Another set of funding from HAVA was divided out to states in 2018. California received more than $34 million, and according to financial records has spent just 1% of the grant so far.
California was asked to improve in cyber security, vote center implementation and training.
Locally, how much is handed out varies a lot. Smaller San Benito County received just $10,000 in HAVA funding. That money’s going into upgrading and updating computer servers, which will happen at the start of the new year.
Since 2018 in Santa Cruz, the county’s been awarded almost $2 million.
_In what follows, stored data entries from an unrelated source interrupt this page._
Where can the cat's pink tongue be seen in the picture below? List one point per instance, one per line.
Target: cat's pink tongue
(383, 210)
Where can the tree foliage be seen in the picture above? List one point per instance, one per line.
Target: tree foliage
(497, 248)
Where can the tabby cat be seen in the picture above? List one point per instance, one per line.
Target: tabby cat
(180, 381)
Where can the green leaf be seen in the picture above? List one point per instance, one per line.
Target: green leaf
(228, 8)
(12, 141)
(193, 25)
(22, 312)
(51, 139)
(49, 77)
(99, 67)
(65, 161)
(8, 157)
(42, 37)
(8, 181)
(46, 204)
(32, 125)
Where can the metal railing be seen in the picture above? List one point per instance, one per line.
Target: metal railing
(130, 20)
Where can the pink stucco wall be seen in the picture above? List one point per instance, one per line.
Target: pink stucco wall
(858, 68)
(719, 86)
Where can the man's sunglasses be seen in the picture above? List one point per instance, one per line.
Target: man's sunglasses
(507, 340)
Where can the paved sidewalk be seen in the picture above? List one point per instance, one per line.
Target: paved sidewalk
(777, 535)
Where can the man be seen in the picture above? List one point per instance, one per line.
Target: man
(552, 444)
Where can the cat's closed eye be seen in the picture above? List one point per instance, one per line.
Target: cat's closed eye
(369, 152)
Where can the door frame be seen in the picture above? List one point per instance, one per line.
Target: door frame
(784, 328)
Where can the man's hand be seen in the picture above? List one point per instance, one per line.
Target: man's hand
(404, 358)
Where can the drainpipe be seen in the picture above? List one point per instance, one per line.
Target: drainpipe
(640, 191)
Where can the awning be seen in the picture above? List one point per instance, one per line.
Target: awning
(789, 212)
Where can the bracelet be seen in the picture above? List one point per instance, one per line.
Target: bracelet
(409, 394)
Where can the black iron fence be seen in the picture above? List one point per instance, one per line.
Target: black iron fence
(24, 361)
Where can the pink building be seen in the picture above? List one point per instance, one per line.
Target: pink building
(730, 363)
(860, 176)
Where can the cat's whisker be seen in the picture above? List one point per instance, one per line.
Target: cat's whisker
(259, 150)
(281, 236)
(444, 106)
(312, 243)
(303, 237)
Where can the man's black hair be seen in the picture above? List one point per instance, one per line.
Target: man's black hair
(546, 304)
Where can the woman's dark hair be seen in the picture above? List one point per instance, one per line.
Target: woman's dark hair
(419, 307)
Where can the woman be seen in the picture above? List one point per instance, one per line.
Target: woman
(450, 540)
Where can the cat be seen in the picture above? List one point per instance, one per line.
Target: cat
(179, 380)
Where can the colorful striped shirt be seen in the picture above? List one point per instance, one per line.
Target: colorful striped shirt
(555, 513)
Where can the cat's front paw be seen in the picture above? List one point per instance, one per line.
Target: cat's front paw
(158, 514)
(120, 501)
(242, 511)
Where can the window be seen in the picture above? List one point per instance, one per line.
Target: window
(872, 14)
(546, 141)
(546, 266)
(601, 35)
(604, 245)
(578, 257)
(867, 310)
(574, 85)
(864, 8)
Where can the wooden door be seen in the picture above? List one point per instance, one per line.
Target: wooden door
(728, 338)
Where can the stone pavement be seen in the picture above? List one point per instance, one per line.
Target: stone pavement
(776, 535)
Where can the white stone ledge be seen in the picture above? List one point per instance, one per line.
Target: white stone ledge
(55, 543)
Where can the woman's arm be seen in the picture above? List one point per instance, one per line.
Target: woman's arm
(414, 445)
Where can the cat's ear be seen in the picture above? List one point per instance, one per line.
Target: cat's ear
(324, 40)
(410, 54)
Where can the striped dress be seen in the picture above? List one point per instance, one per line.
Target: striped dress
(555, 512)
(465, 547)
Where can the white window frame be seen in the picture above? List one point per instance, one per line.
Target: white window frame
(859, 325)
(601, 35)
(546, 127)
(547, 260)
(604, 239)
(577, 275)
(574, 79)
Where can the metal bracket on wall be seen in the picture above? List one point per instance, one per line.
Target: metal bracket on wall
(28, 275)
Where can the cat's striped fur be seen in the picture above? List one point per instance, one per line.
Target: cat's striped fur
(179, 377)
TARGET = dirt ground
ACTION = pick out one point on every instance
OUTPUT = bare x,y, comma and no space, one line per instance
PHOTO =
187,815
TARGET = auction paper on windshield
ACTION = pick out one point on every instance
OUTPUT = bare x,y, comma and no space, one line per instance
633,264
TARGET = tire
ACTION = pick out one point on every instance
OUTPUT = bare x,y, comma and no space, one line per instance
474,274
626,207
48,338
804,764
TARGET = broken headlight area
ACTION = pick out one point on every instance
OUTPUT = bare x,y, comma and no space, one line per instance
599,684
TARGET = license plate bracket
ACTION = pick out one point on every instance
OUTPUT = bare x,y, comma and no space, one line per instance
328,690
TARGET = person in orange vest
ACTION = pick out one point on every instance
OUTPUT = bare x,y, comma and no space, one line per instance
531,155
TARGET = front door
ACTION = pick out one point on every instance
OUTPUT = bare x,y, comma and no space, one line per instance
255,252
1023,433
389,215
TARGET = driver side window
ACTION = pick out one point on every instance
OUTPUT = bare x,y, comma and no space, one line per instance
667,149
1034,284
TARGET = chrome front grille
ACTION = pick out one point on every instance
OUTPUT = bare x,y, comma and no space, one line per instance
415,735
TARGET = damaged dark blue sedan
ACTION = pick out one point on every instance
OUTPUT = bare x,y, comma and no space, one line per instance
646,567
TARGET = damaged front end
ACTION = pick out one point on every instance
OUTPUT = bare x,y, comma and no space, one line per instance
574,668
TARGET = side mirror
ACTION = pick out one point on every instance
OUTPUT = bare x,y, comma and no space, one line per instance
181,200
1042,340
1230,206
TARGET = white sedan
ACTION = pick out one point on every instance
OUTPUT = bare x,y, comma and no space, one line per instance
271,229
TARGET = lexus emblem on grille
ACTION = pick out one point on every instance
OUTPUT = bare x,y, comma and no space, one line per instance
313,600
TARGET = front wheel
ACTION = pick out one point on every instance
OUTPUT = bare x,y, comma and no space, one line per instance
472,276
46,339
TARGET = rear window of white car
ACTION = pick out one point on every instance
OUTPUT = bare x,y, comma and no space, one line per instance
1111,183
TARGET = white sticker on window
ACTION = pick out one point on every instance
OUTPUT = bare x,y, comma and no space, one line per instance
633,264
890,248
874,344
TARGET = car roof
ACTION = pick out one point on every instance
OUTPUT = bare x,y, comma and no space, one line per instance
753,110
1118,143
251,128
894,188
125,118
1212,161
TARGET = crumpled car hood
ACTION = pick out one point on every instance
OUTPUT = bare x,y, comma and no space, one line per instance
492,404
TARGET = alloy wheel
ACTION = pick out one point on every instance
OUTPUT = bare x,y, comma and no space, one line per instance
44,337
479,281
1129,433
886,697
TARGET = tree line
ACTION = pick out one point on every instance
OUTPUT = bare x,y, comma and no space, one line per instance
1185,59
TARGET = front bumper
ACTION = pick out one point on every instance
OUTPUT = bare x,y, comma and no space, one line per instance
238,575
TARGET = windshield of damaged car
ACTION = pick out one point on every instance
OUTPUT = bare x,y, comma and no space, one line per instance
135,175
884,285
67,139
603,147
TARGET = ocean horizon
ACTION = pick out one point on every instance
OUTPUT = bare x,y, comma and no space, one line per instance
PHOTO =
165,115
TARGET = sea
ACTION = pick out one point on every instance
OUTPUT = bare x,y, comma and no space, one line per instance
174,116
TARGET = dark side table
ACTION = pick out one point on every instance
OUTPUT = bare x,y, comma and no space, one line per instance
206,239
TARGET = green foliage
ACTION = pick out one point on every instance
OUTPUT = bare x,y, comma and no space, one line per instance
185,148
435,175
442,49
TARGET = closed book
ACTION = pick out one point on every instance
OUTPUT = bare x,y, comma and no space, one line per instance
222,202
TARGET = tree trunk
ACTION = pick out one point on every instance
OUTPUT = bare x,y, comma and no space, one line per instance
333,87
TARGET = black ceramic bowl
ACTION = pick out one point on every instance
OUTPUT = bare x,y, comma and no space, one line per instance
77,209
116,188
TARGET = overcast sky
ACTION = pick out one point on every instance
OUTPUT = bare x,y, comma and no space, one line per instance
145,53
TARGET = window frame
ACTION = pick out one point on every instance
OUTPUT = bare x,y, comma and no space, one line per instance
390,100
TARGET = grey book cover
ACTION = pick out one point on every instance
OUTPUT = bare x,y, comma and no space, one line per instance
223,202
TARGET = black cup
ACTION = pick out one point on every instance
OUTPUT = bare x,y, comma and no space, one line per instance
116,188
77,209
A half a million dollars has already been spent on the new electronic voting system. That system was rolled out in the March primaries. More drop off boxes were added and new laptops were purchased for the voter service centers. Dual authentication badges were added for staff to increase security.
In 2020, HAVA funds have mostly been doled out in response to COVID-19.
Monterey County is using its 2020 grant for pandemic related upgrades mostly on safety, like personal protective equipment and new staff training. They have also purchased new equipment for processing the county's projected highest number of vote-by-mail ballots ever.
Similarly in Santa Cruz, almost $200,000 have been used this year on PPE, voting barriers, extra staffing and online training.
In 2020 alone, $425 million in HAVA election security funds have been awarded to help make voting more reliable and safer in the U.S.